The House Ethics Committee announced Thursday that the Justice Department was investigating whether freshman GOP Rep. Ross Spano violated campaign finance laws during his 2018 primary for Florida’s 15th District. Because the DOJ is looking into Spano, the Ethics Committee says they’ll defer their own probe.
Late last year, before he was even sworn in as a member of Congress, Spano admitted he might have broken federal election law by taking personal loans worth $180,000 from two friends and then loaning his campaign $170,000. That's a serious problem, because if you loan money to a congressional candidate with the intent of helping their campaign, you have to adhere to the same laws that limit direction contributions, which in 2018 capped donations at just $2,700 per person.
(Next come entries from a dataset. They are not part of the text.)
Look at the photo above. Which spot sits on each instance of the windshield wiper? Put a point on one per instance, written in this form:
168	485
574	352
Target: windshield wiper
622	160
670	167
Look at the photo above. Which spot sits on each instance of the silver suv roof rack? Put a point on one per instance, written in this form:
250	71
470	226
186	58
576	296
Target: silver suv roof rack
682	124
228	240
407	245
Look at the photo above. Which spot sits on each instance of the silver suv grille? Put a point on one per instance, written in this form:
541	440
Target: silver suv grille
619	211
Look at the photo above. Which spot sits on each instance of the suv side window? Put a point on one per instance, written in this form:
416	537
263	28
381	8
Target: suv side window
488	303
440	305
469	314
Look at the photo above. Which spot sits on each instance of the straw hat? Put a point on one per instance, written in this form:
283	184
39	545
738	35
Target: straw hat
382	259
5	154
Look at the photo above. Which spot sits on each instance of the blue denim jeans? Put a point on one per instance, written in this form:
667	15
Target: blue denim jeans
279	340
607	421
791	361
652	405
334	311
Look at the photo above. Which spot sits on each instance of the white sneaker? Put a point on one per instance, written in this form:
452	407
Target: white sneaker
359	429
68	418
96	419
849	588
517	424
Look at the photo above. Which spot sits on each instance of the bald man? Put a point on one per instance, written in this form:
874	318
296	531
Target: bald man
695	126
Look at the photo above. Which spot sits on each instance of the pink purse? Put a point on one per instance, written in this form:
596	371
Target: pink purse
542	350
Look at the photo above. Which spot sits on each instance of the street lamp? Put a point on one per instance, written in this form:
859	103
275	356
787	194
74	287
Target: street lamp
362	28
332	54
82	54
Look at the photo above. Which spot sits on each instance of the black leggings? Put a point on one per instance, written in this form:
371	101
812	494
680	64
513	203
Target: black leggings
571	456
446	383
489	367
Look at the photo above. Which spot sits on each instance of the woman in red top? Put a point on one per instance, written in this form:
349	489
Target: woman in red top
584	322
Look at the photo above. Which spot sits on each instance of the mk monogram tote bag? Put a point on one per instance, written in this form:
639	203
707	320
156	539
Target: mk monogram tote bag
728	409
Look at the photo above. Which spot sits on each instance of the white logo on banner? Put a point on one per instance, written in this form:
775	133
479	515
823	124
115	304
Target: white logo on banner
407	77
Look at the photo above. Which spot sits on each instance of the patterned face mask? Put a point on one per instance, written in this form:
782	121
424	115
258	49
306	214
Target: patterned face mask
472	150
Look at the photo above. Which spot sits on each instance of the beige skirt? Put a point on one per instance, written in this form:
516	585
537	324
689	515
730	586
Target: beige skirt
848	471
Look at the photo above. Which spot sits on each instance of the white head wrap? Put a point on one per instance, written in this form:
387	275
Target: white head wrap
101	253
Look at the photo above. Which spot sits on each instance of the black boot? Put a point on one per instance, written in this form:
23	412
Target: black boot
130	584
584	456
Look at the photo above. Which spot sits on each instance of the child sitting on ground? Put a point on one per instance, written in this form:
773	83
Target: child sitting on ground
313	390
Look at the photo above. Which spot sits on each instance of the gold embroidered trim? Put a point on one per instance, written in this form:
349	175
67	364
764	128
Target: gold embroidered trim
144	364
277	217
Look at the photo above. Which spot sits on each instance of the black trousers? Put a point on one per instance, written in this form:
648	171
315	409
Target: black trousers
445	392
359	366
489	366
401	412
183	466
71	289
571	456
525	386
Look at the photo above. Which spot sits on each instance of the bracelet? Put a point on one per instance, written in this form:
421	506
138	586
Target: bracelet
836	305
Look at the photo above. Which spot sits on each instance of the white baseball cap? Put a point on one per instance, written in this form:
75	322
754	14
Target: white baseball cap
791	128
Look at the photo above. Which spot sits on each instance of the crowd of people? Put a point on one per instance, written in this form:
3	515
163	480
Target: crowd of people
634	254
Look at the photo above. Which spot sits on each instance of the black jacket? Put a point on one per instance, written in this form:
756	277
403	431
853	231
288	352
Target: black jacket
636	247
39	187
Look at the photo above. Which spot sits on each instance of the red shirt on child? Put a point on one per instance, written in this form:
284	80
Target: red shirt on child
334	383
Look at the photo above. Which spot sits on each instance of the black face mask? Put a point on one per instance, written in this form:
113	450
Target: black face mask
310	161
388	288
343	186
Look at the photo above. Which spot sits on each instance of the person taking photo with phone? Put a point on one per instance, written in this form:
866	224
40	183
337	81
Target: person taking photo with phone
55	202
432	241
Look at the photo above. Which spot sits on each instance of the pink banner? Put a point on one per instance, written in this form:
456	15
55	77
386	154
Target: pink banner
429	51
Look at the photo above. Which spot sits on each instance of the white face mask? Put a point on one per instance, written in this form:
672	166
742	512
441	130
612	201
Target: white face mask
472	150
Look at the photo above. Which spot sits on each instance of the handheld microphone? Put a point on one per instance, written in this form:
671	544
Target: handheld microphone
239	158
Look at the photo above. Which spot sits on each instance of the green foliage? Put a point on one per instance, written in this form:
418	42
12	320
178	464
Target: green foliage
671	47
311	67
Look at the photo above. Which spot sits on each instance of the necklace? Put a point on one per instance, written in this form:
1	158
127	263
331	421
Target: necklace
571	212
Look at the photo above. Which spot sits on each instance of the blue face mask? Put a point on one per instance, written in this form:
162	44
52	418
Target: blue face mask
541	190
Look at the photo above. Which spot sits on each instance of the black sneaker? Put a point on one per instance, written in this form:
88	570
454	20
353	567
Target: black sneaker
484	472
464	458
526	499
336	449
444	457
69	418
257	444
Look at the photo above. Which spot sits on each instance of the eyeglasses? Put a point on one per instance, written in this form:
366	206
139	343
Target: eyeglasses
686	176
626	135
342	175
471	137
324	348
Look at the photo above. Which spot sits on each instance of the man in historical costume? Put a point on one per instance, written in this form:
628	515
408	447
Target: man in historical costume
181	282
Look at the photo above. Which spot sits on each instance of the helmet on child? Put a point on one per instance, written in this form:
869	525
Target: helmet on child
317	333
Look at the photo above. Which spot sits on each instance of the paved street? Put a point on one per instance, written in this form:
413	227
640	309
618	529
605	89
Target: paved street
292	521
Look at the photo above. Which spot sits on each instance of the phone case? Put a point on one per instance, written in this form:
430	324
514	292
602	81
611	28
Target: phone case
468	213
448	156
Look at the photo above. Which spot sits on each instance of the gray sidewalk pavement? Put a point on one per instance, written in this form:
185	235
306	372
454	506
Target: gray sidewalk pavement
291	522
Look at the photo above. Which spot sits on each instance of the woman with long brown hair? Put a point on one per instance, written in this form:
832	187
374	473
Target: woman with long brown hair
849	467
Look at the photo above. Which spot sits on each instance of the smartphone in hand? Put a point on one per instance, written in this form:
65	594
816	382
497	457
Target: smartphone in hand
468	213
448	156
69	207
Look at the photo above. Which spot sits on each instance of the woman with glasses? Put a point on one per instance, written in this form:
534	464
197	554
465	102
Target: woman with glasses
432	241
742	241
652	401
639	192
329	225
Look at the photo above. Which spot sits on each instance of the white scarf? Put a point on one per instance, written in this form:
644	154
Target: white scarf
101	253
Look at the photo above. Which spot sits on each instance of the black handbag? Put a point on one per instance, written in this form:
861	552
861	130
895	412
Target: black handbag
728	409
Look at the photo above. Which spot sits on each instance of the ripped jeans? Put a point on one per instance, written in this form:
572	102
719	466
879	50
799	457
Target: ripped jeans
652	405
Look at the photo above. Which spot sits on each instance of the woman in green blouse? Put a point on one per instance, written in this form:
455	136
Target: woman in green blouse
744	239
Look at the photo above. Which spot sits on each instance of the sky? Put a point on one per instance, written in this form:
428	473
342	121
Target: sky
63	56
Spano responded to Thursday’s news with a statement declaring, “As I’ve said before, we acknowledged that mistakes were made with respect to the campaign loans, but those mistakes were completely inadvertent and unintentional. We were the ones who self-reported this to the FEC.” However, while Spano insisted he’s “confident that upon review, the Justice Department will see it that way, too,” he immediately began lobbing conspiracy theories at the DOJ.
“I continue to have doubts about the timing and motive behind this inquiry,” Spano said, “as the impeachment proceedings this week have shown me how far the left will go to destroy their opponents.” The Justice Department of course is run by Attorney General Bill Barr, who shall we say is not known for being a member of the left.
Spano’s seat, which includes Lakeland and the exurbs of Tampa and Orlando, went for Donald Trump by a 53-43 margin, but the congressman won by a smaller 53-47 spread last year. Two Democrats, state Rep. Adam Hattersley and former local TV news anchor Alan Cole, are currently competing in next year’s primary to take on the incumbent.